It's always smart to consider dividend-paying stocks for your portfolio, as dividends can be such powerful wealth boosters. (Really – they're not just for retirees!) A great place to find some solid contenders is among Dividend Aristocrats, companies that have raised their dividend payouts each year for at least the past 25 years. Let's get to know one Dividend Aristocrat, Medtronic (NYSE:MDT), and see whether this is a good time to invest in some shares.
Nuts and bolts
The company was founded in 1949, and it rakes in about $17 billion annually. It specializes in cardiac and vascular disease management (think pacemakers, defibrillators, stents, valves, and catheters), diabetes management (pump therapies, glucose monitoring), and restorative therapies (implants, electrical therapies, and much more).

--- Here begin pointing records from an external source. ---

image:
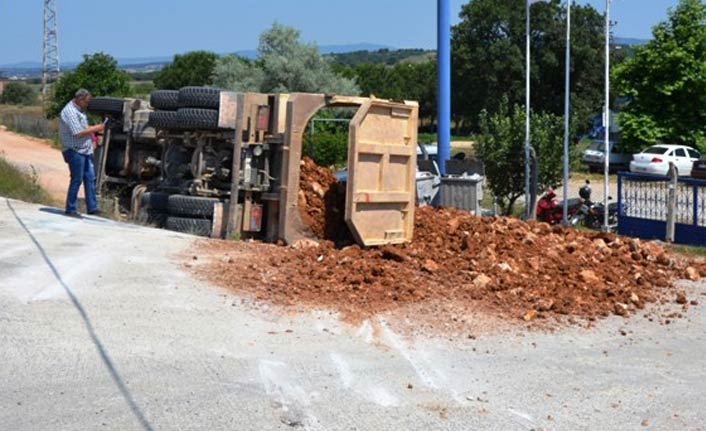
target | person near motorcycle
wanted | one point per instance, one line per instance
(546, 208)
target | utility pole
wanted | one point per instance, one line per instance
(50, 48)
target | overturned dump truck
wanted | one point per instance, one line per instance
(226, 165)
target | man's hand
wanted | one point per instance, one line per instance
(88, 131)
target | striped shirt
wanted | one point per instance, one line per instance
(73, 121)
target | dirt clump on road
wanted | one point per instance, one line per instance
(503, 266)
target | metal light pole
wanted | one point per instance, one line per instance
(567, 109)
(444, 83)
(528, 210)
(606, 119)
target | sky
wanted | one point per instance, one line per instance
(156, 28)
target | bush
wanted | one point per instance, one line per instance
(190, 69)
(328, 148)
(98, 73)
(501, 147)
(15, 184)
(29, 120)
(18, 93)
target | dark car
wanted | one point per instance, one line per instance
(698, 170)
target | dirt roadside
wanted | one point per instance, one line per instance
(27, 153)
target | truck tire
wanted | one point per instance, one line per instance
(106, 105)
(154, 201)
(151, 218)
(191, 206)
(167, 100)
(193, 226)
(167, 120)
(198, 119)
(199, 97)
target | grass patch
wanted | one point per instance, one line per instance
(16, 184)
(30, 120)
(688, 250)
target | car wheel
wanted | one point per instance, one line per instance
(167, 100)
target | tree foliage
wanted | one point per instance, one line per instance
(193, 68)
(501, 147)
(98, 73)
(285, 64)
(666, 82)
(18, 93)
(488, 58)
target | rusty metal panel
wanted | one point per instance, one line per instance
(228, 112)
(381, 172)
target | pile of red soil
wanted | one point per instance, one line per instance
(499, 265)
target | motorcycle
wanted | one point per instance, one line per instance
(550, 211)
(591, 214)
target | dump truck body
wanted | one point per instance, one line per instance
(229, 166)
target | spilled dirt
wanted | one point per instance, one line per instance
(500, 266)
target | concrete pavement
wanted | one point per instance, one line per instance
(100, 328)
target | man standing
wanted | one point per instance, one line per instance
(75, 135)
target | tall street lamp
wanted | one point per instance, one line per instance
(567, 107)
(606, 118)
(529, 212)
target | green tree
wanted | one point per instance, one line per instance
(488, 58)
(666, 82)
(501, 147)
(18, 93)
(98, 73)
(193, 68)
(285, 64)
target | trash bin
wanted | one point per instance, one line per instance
(462, 192)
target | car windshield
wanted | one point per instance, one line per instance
(655, 150)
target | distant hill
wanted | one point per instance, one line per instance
(34, 66)
(629, 41)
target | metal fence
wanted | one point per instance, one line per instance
(643, 205)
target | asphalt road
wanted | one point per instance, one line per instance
(100, 328)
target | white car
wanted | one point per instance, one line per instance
(655, 160)
(594, 156)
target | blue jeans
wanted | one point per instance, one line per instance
(81, 168)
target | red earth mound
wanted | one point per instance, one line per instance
(500, 265)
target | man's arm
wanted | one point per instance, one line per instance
(75, 125)
(88, 131)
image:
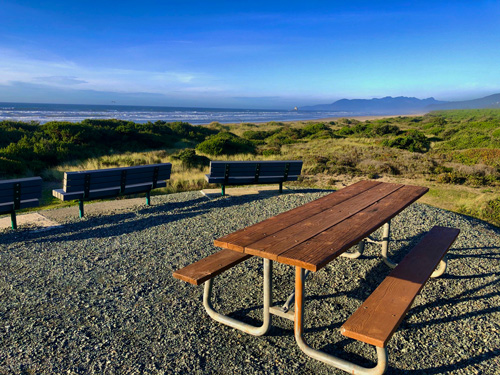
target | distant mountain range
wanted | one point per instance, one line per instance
(401, 105)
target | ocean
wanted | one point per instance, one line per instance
(43, 113)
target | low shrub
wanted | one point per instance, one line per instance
(225, 143)
(413, 141)
(189, 159)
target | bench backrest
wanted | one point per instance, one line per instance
(284, 169)
(116, 177)
(20, 193)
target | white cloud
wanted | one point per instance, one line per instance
(60, 80)
(15, 67)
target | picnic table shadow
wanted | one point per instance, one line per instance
(91, 227)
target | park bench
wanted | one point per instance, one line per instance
(113, 182)
(376, 320)
(253, 172)
(18, 194)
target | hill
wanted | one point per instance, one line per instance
(402, 105)
(491, 101)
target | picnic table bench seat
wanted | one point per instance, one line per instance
(253, 172)
(112, 182)
(19, 193)
(376, 320)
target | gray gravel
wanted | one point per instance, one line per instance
(97, 296)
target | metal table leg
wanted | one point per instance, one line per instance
(319, 355)
(245, 327)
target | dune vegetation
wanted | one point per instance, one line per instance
(455, 153)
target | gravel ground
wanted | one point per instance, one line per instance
(97, 295)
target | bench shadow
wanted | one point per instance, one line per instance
(129, 222)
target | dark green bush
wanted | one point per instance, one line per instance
(189, 159)
(226, 143)
(413, 141)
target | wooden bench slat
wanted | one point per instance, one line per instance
(250, 169)
(272, 246)
(250, 180)
(240, 239)
(112, 191)
(135, 169)
(379, 316)
(24, 195)
(209, 267)
(334, 241)
(241, 169)
(25, 182)
(107, 183)
(6, 207)
(24, 190)
(70, 178)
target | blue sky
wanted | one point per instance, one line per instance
(237, 54)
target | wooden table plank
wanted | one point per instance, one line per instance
(279, 242)
(321, 249)
(238, 240)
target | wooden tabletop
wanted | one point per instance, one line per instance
(310, 236)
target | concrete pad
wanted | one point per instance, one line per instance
(32, 220)
(245, 190)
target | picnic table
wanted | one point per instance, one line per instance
(309, 237)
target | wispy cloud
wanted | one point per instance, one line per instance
(60, 80)
(18, 68)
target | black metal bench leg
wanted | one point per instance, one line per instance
(13, 219)
(80, 208)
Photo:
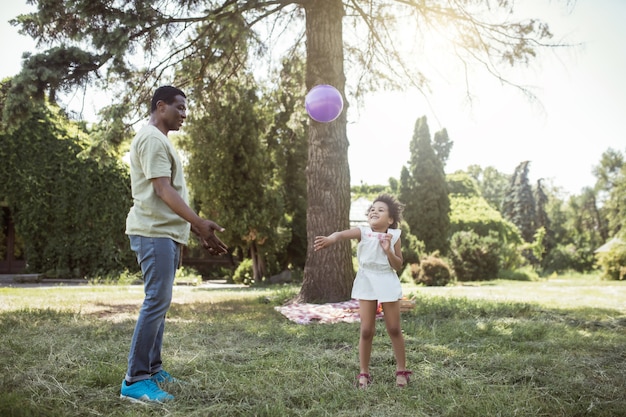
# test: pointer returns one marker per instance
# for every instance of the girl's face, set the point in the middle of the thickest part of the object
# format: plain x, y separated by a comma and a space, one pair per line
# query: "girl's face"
378, 217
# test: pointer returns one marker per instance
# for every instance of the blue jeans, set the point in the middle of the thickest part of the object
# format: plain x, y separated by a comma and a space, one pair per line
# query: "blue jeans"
158, 258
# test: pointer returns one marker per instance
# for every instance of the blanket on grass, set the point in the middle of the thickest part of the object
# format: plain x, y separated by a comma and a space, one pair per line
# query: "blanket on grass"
347, 312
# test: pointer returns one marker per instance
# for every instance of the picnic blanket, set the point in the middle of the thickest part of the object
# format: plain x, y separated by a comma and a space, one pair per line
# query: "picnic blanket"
302, 313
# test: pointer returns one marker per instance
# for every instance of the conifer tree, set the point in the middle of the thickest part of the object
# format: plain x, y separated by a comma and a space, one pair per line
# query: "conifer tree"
519, 202
424, 192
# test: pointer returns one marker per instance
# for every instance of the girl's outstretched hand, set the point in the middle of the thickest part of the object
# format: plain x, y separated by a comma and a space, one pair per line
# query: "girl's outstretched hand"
321, 242
385, 241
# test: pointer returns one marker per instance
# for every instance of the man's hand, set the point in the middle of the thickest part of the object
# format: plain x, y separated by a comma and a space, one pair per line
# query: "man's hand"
209, 241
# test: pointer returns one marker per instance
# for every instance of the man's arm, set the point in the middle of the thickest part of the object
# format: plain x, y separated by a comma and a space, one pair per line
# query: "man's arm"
205, 229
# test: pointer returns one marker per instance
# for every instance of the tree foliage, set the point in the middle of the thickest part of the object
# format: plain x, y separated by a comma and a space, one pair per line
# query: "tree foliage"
610, 185
519, 202
69, 209
116, 33
493, 184
425, 193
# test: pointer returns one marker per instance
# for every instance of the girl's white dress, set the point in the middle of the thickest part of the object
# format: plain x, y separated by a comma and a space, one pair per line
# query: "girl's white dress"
375, 279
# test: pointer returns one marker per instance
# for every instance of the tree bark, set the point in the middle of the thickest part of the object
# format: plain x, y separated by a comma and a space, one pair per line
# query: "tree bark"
328, 274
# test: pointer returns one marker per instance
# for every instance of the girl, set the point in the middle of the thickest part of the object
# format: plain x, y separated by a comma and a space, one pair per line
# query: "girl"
380, 258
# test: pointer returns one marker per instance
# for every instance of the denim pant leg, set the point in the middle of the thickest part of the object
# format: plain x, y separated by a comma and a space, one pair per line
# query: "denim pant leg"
158, 258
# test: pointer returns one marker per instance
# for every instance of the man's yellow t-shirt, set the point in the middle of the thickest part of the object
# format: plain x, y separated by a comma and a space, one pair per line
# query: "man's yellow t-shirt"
152, 155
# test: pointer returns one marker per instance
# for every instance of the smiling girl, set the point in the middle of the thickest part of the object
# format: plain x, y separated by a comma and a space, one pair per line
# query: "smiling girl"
380, 259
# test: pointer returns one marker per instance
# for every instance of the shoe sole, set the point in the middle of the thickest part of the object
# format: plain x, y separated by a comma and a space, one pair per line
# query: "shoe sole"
139, 401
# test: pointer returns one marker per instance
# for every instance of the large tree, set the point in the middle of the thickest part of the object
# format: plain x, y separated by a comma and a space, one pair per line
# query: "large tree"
113, 34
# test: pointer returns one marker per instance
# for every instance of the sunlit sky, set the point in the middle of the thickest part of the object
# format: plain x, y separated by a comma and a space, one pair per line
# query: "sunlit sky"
581, 104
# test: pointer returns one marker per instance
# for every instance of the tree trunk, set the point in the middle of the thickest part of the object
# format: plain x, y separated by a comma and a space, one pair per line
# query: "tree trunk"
328, 274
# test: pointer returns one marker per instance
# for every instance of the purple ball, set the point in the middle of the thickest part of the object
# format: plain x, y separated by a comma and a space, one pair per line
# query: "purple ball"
323, 103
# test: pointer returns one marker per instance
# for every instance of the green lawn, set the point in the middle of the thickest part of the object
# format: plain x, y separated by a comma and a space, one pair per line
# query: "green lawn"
555, 347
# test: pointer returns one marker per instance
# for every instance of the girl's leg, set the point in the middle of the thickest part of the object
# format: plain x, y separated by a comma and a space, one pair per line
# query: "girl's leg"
394, 330
367, 313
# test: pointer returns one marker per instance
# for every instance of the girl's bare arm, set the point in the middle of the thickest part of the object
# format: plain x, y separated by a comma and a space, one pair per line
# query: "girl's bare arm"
322, 242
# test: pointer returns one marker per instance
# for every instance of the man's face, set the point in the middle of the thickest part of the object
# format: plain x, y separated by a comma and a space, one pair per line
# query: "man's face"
173, 114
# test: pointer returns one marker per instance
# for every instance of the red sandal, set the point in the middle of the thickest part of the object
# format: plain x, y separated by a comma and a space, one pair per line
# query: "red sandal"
360, 384
406, 374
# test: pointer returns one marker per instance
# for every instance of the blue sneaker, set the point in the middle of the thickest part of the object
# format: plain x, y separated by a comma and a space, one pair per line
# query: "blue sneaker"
144, 391
164, 376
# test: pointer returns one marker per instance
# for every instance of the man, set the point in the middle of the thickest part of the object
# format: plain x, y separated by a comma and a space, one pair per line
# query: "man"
158, 224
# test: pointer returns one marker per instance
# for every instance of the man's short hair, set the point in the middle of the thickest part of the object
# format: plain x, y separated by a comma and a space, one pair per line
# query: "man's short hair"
167, 94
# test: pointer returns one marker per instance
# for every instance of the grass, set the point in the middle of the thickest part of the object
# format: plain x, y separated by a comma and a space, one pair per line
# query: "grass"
555, 347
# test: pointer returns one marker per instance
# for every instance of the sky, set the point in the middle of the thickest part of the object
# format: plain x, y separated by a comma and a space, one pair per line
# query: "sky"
580, 105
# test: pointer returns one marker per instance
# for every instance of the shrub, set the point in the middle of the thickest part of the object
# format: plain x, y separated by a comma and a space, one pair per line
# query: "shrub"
526, 273
613, 263
432, 271
568, 258
243, 274
412, 248
475, 257
69, 208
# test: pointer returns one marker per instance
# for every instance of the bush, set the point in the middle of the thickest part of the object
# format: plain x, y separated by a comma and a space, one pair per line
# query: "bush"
526, 273
475, 257
412, 248
244, 274
568, 258
432, 271
613, 263
69, 209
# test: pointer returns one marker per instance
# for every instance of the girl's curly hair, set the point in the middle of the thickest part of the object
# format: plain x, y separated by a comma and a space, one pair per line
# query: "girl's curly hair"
395, 208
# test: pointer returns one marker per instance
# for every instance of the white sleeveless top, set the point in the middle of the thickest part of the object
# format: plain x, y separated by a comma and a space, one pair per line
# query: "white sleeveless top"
376, 279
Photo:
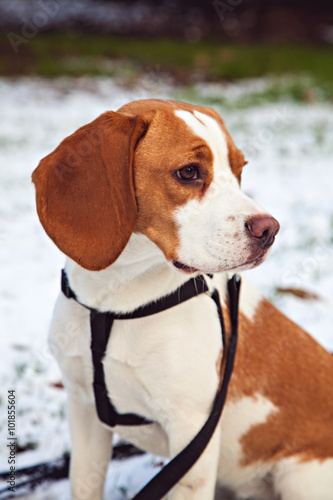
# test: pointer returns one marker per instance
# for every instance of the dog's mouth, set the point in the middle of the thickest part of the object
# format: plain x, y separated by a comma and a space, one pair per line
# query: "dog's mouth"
249, 264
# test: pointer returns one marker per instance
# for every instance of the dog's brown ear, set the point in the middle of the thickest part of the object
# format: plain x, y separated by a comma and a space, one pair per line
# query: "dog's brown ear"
85, 193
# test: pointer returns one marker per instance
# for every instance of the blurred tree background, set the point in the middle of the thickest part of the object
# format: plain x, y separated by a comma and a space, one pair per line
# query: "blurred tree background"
192, 40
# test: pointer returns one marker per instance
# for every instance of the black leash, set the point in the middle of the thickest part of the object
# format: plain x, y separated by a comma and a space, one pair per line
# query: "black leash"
101, 324
169, 476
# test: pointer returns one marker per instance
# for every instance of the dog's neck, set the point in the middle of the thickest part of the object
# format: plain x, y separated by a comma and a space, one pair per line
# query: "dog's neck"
140, 275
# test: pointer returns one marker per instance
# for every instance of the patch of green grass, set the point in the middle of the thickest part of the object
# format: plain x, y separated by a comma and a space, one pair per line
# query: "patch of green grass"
58, 53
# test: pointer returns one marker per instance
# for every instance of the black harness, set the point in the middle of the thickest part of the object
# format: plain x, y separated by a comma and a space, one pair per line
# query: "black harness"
101, 325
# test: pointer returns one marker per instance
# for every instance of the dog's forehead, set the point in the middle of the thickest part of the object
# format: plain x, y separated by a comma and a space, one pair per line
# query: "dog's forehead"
209, 129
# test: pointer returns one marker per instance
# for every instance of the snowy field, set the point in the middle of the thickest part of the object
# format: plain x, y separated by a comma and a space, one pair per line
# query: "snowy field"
290, 149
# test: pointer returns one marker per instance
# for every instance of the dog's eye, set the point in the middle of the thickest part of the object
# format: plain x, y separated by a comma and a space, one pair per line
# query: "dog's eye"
189, 173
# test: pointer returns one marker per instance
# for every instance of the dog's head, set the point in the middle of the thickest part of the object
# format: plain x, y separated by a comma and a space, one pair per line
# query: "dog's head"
165, 169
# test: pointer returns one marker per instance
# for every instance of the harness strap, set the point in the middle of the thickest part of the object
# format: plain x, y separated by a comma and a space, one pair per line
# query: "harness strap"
181, 464
100, 327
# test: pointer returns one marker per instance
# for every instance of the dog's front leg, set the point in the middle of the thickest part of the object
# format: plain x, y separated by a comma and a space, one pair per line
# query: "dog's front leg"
199, 483
91, 451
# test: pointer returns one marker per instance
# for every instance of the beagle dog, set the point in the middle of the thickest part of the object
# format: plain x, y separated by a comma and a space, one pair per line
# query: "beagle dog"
140, 200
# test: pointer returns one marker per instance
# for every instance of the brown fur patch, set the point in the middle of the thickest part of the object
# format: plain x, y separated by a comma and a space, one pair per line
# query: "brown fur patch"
280, 361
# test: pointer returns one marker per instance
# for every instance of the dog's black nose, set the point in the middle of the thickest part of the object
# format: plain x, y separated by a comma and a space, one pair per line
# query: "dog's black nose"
263, 228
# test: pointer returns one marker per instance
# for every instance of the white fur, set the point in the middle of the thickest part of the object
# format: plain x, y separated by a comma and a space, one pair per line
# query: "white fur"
164, 367
249, 480
212, 230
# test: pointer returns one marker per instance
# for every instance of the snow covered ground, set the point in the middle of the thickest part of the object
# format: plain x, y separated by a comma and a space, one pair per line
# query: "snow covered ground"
290, 173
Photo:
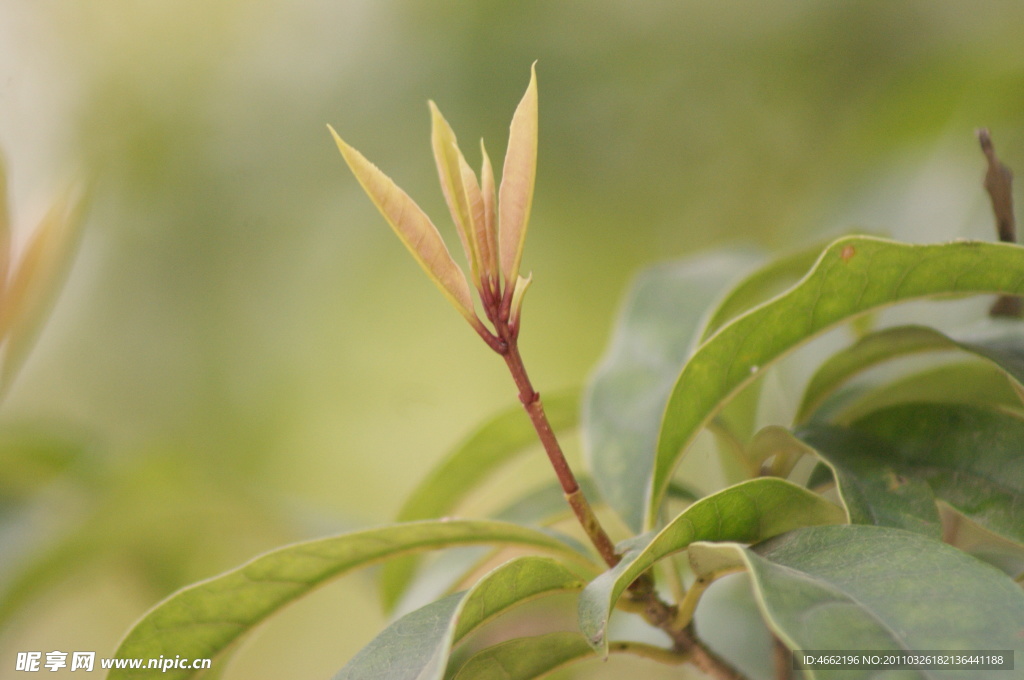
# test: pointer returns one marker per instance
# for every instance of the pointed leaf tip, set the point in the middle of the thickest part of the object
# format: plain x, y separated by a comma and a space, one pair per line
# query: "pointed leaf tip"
413, 227
488, 193
516, 194
449, 161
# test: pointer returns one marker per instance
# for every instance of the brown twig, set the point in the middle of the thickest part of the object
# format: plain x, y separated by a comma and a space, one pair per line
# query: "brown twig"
655, 611
998, 183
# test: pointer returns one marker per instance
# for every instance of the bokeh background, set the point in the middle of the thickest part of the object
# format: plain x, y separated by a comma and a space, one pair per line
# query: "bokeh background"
243, 354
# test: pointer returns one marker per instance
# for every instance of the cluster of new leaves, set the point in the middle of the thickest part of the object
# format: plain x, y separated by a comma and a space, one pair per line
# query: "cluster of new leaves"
847, 552
884, 510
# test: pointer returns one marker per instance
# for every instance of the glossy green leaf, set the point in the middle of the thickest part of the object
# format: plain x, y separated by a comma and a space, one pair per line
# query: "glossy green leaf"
515, 196
970, 456
526, 659
761, 285
729, 622
492, 445
626, 397
413, 227
872, 490
854, 275
962, 382
857, 587
750, 511
1004, 348
417, 646
202, 620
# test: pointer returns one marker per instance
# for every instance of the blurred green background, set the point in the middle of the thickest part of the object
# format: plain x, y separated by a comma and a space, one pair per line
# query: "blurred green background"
244, 354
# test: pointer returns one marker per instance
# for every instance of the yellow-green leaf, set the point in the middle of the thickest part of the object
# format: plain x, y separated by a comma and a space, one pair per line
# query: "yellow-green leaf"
516, 194
413, 227
854, 275
448, 157
489, 207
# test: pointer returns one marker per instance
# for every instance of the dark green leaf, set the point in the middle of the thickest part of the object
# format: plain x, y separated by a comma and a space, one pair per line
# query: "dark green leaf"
202, 620
1005, 349
750, 511
872, 491
858, 587
853, 277
624, 402
970, 456
762, 285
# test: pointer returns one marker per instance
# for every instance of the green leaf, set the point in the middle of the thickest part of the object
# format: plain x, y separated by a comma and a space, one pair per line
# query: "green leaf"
526, 659
1005, 349
417, 645
626, 397
515, 196
492, 445
36, 280
202, 620
749, 511
975, 382
871, 489
858, 587
970, 456
761, 285
413, 227
854, 275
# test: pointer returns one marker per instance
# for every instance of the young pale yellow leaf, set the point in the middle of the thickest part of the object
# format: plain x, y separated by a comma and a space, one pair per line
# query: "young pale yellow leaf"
36, 280
450, 162
516, 193
489, 206
478, 219
520, 289
413, 227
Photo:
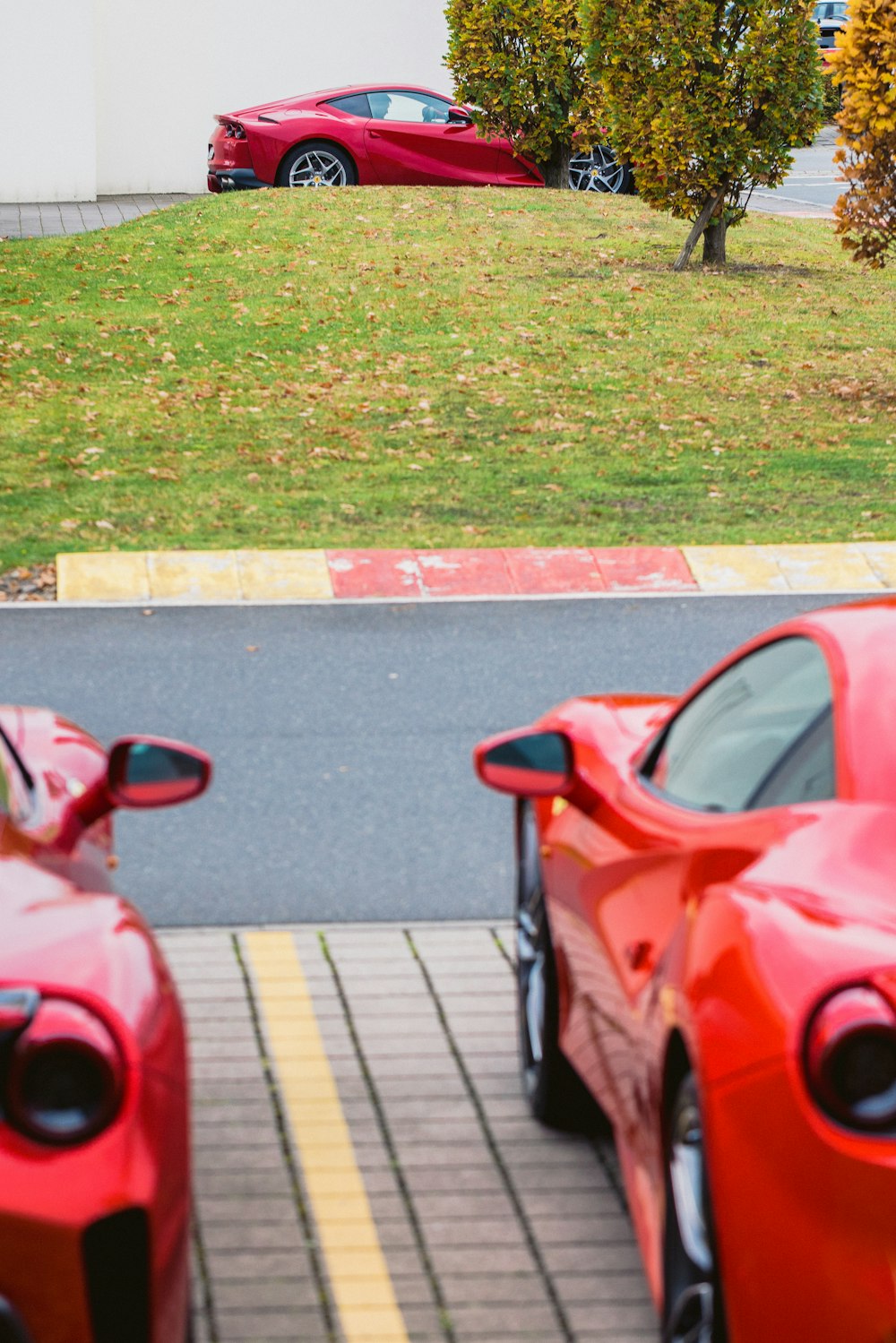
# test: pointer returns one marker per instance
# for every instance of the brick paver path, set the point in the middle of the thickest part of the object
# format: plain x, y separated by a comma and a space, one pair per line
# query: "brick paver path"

Medtronic is in the process of buying medical device and supply giant Covidien (NYSE:COV) for nearly $43 billion, which will boost its presence in fast-growing emerging markets and might lead to a higher dividend, too. The deal offers tax benefits, as Covidien is based in Ireland and by moving its headquarters there, Medtronic can enjoy Ireland's lower tax rate. But a recent U.S. crackdown on corporate "inversions" has led Medtronic to decide against using its offshore cash in the deal, and it will look more to debt financing instead.
Why Medtronic is appealing
Why else would someone want to own Medtronic? Well, let's start with its dividend, which yields 2%. Medtronic has raised its payout for 37 consecutive years now. Management has said that it aims to return 50% of free cash flow to shareholders, via dividends and share repurchases. The company's dividend has grown by an annual average of about 8% over the past five years, and with a payout ratio near 40%, there's plenty of room for further growth.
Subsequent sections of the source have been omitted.